After graduating from college, Franz was drafted into the United States Army. He served eleven months with the 82nd Airborne Division and the 101st Airborne Division in Vietnam.

Career

Franz began his acting career at Chicago's Organic Theater Company. Although he has in the past performed Shakespeare, his appearance led to his being typecast early in his career as a cop.. He has also guest starred in shows such as The A-Team. Other major roles were on the television series Hill Street Blues in which he played two characters over the run of the show. Franz first played the role of Detective Sal Benedetto, a corrupt cop in the 1983 season, who later kills himself. Due to his popularity with fans, he returned in 1985 as Lt. Norm Buntz, remaining until the show's end in 1987. He also starred in the short-lived Beverly Hills Buntz as the same character.
During the late 1970s and early 1980s, Franz worked regularly with directors Brian De Palma and Robert Altman. He appeared in three of Altman's films from this period, and five of De Palma's, most prominently as a low-budget movie director in Body Double.
Franz went on to win four Emmy Awards for his portrayal of Andy Sipowicz on NYPD Blue. The character of Sipowicz was ranked #23 on Bravo's 100 Greatest TV Characters list. In 1996, while still on NYPD Blue, Franz appeared in the Disney cartoon in which he provided the voice of Captain Klegghorn, the commanding officer and head of the Anaheim Police Department. The series ran from September 1996 to January 1997.
In 1994 Franz made a cameo appearance as himself in The Simpsons episode "Homer Badman", in which Homer is accused of sexually harassing a babysitter and the case becomes tabloid fodder, generating an exploitative television movie, Homer S.: Portrait of an Ass-Grabber, in which Franz portrays Homer.
On May 11, 2001, Franz was a contestant on a celebrity edition of the hit television game show Who Wants to Be a Millionaire, winning $250,000 for his charity.
Franz also was a commercial spokesman for Nextel in the early 2000s.

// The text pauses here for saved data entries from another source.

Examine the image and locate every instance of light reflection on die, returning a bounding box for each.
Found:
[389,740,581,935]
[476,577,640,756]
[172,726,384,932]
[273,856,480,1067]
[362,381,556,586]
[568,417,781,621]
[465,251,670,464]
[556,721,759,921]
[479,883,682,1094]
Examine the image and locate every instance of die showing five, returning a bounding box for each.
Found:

The concept was that Franz "refused" to do the commercials, saying they were not something he did.
He starred as Earl, the abusive husband, in the Dixie Chicks' music video "Goodbye Earl", as airport police captain Carmine Lorenzo in the 1990 film Die Hard 2 and as Nathaniel Messinger in the 1998 film City of Angels. It was his last film.

Post-''NYPD Blue''

After the end of the show in 2005, Franz retired from acting to focus on his private life. He has told the New York Post he would be interested in returning to acting if given the right opportunity. He and his wife spend their summers in their lake home in northern Idaho. In 2012, he spoke of wartime experiences and post-war trauma of veterans at a Memorial Day Concert. He and his former NYPD Blue co-star Jimmy Smits made a surprise appearance at the 2016 Primetime Emmy Awards, presenting the award for Outstanding Drama Series to Game of Thrones.

Personal life

In 1995 Franz married Joanie Zeck, whom he met in 1982. He is the stepfather of Zeck's two daughters from a previous marriage.

Filmography

Film

Television

Awards and nominations

In literature

There is a reference to Franz in the 2005 novel Shalimar the Clown by Salman Rushdie.